9.4: Probability Using Tree Diagrams
- Page ID
- 37922
In this section, you will learn to:
- Use probability trees to organize information in probability problems
- Use probability trees to calculate probabilities
As we have already seen, tree diagrams play an important role in solving probability problems. A tree diagram helps us not only visualize, but also list all possible outcomes in a systematic fashion. Furthermore, when we list various outcomes of an experiment and their corresponding probabilities on a tree diagram, we gain a better understanding of when probabilities are multiplied and when they are added.
The meanings of the words and and or become clear when we learn to multiply probabilities horizontally across branches, and add probabilities vertically down the tree.
Although tree diagrams are not practical in situations where the possible outcomes become large, they are a significant tool in breaking the problem down in a schematic way. We consider some examples that may seem difficult at first, but with the help of a tree diagram, they can easily be solved.
A person has four keys and only one key fits to the lock of a door. What is the probability that the locked door can be unlocked in at most three tries?
Solution
Let U be the event that the door has been unlocked and L be the event that the door has not been unlocked. We illustrate with a tree diagram.
The probability of unlocking the door in the first try = 1/4
The probability of unlocking the door in the second try = (3/4)(1/3) = 1/4
The probability of unlocking the door in the third try = (3/4)(2/3)(1/2) = 1/4
Therefore, the probability of unlocking the door in at most three tries = 1/4 + 1/4 + 1/4 = 3/4.
A jar contains 3 black and 2 white marbles. We continue to draw marbles one at a time until two black marbles are drawn. If a white marble is drawn, the outcome is recorded and the marble is put back in the jar before drawing the next marble. What is the probability that we will get exactly two black marbles in at most three tries?
Solution
We illustrate using a tree diagram.
The probability that we will get two black marbles in the first two tries is listed adjacent to the lowest branch, and it = 3/10.
The probability of getting first black, second white, and third black = 3/20.

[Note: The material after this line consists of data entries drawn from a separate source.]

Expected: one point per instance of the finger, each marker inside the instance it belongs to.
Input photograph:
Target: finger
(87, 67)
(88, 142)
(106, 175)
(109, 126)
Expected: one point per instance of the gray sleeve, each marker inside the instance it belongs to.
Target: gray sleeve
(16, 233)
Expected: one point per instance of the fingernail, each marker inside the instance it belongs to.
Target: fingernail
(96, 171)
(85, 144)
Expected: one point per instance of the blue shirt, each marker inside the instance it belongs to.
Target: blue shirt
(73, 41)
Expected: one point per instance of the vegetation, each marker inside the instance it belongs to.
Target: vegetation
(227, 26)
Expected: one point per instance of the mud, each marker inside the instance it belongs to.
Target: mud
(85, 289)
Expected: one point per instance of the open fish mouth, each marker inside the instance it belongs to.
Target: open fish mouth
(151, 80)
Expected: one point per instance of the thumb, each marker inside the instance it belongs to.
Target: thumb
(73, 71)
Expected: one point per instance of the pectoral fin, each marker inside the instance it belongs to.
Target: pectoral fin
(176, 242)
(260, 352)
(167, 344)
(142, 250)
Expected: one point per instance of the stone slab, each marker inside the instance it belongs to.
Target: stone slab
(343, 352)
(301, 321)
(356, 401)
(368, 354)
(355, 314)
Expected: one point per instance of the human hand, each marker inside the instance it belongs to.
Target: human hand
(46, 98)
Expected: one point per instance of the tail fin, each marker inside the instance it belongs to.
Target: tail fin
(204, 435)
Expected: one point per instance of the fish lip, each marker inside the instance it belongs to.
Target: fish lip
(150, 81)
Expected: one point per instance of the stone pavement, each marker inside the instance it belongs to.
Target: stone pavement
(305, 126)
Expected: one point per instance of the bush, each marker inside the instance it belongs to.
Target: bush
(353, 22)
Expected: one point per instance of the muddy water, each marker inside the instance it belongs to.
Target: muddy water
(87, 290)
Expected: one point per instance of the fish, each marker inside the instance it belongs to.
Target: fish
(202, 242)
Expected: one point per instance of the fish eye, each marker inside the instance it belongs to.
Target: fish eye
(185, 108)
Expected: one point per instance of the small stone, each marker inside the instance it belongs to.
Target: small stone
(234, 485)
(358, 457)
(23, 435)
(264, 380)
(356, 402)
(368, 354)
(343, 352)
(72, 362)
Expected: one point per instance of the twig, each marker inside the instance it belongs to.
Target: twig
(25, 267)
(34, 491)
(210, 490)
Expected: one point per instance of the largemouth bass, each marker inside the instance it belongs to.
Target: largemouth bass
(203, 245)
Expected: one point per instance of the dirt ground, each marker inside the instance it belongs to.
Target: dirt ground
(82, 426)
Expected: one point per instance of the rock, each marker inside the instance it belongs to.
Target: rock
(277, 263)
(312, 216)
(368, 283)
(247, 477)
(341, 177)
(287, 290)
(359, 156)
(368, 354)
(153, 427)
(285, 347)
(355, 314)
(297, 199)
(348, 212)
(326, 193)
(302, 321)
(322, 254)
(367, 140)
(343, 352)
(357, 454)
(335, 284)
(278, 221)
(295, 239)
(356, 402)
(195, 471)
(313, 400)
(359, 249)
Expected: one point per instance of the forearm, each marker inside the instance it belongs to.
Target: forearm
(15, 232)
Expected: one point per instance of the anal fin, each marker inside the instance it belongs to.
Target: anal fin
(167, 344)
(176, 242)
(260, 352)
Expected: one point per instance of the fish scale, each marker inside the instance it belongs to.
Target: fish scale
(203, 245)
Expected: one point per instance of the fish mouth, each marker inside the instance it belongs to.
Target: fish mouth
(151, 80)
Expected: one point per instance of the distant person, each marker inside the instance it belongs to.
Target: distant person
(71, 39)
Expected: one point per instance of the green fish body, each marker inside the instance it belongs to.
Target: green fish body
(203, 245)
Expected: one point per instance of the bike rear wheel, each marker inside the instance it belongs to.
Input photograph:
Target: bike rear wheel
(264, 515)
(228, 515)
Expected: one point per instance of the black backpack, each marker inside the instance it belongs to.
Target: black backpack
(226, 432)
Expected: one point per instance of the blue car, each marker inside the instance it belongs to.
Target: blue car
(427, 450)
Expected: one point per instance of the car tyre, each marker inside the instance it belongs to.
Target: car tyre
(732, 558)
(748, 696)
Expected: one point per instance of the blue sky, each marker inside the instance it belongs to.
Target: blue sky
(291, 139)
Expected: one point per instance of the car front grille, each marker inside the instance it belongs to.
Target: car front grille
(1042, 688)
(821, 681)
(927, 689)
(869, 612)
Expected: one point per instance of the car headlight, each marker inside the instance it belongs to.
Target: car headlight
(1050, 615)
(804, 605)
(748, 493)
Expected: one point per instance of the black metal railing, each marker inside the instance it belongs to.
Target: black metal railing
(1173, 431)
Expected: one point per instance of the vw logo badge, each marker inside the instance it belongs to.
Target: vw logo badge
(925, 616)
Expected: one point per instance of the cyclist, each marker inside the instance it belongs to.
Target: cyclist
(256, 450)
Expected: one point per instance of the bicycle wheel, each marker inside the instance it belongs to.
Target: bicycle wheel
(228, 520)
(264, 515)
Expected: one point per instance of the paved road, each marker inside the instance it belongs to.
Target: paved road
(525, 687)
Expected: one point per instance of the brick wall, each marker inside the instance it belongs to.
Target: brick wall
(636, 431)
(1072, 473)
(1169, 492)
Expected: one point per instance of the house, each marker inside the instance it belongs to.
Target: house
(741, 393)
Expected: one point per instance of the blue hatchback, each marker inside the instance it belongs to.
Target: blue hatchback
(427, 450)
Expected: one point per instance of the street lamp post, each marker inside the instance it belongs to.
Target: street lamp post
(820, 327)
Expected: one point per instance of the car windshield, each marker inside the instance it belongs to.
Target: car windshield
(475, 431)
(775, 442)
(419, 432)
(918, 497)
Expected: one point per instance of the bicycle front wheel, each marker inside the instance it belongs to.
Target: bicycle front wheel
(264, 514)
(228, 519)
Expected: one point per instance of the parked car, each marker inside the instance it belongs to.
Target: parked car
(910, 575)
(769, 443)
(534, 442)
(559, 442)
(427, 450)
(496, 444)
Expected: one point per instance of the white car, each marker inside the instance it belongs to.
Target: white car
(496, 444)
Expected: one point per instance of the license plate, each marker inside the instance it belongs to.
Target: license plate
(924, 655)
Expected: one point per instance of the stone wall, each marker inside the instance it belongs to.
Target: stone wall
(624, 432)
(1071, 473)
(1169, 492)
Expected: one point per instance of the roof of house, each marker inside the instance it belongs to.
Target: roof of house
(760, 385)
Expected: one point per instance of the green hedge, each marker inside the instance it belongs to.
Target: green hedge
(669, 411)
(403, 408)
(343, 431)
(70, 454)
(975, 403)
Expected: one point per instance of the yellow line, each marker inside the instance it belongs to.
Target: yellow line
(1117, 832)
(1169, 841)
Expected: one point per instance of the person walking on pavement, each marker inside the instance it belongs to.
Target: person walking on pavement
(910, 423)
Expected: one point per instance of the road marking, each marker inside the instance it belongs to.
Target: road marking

Similarly, the probability of getting first white, second black, and third black = 3/25.
Therefore, the probability of getting exactly two black marbles in at most three tries = 3/10 + 3/20 + 3/25 = 57/100.
A circuit consists of three resistors: resistor \(R_1\), resistor \(R_2\), and resistor \(R_3\), joined in a series. If one of the resistors fails, the circuit stops working. The probabilities that resistors \(R_1\), \(R_2\), or \(R_3\) will fail are .07, .10, and .08, respectively. Find the probability that at least one of the resistors will fail?
Solution
The probability that at least one of the resistors fails = 1 - none of the resistors fails.
It is quite easy to find the probability of the event that none of the resistors fails.
We don't even need to draw a tree because we can visualize the only branch of the tree that assures this outcome.
The probabilities that \(R_1\), \(R_2\), \(R_3\) will not fail are .93, .90, and .92 respectively. Therefore, the probability that none of the resistors fails = (.93)(.90)(.92) = .77.
Thus, the probability that at least one of them will fail = 1 - .77 = .23.